By Mike Vasilinda
May 4, 2007 6:58 p.m.
Snags on property tax reform will bring them back to the capitol next month, but that doesn't mean the session was without its accomplishments as some 300 bills are headed to the governor for his signature.
Children in elementary school will now have two and a half hours of physical education each week. College students won’t have to pay a sales tax on textbooks, but they might see a tuition hike unless the governor vetoes it.
On the final day, the hallways at the state capitol were not as crammed with lobbyists as years past. Still, several high profile bills remained to the final hour.
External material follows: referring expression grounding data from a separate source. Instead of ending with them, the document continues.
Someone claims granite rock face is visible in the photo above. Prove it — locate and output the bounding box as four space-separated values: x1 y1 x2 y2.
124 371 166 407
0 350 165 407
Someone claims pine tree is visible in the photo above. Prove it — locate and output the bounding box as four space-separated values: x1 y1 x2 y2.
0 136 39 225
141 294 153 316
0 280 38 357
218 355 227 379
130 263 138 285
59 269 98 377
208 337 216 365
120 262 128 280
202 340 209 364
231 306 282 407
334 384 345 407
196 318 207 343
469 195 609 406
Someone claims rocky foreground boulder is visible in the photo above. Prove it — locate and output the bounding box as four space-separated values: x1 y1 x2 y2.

Not only did lawmakers fail to lower property taxes, they actually increased them. The new budget requires local school boards to raise property taxes by $545 million.
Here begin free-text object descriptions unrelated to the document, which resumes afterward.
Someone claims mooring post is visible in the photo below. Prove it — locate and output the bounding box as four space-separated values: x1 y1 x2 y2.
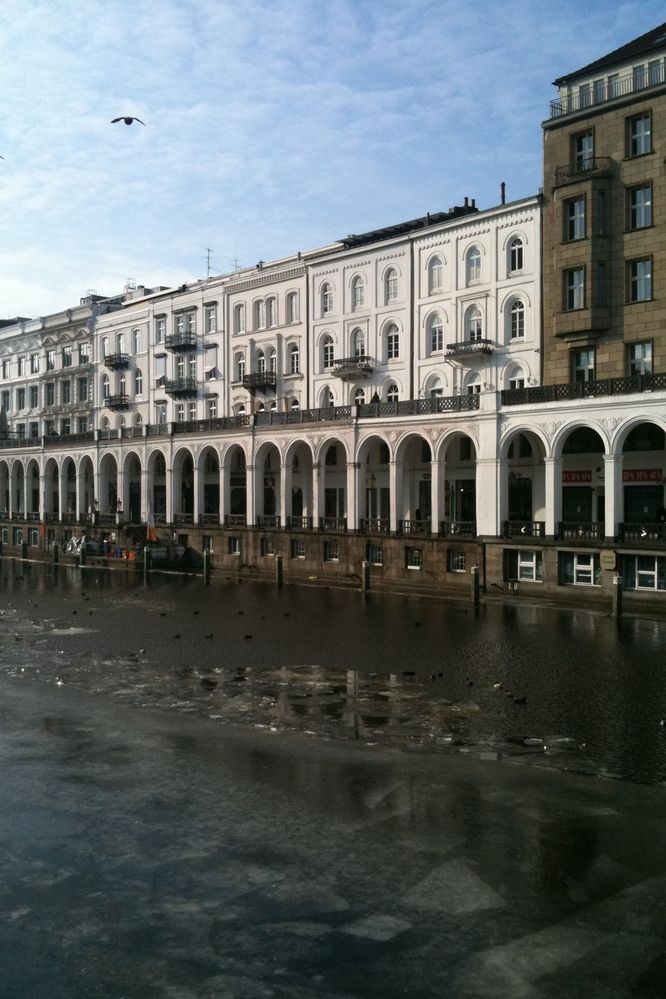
203 548 211 586
362 559 370 593
275 553 284 588
471 565 480 606
612 574 623 618
143 546 152 585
House Minority Leader Dan Gelber calls that the irony of this session.
“And we have put on the backs and the shoulders of homeowners an incredible education burden, and we have just walked away from here,” says the Miami Democrat.
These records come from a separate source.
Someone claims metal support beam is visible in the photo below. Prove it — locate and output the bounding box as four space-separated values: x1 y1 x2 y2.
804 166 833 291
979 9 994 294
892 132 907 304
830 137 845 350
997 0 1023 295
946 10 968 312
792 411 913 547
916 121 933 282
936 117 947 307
Charlie Crist got his way more often than not. Expensive touch screen voting machines will go to the scrap heap in favor of reliable optical scan machines that have a paper trail, and the state will have one of the first presidential primaries in the nation. Senate Majority Leader Dan Webster says even without property tax relief, the session was a success.
“Success is not based on how many laws you pass," says the Orlando Republican. "It’s how you get them.”
The legislative break is short. Lawmakers are due back June 12 when the only thing on the agenda will be property tax relief.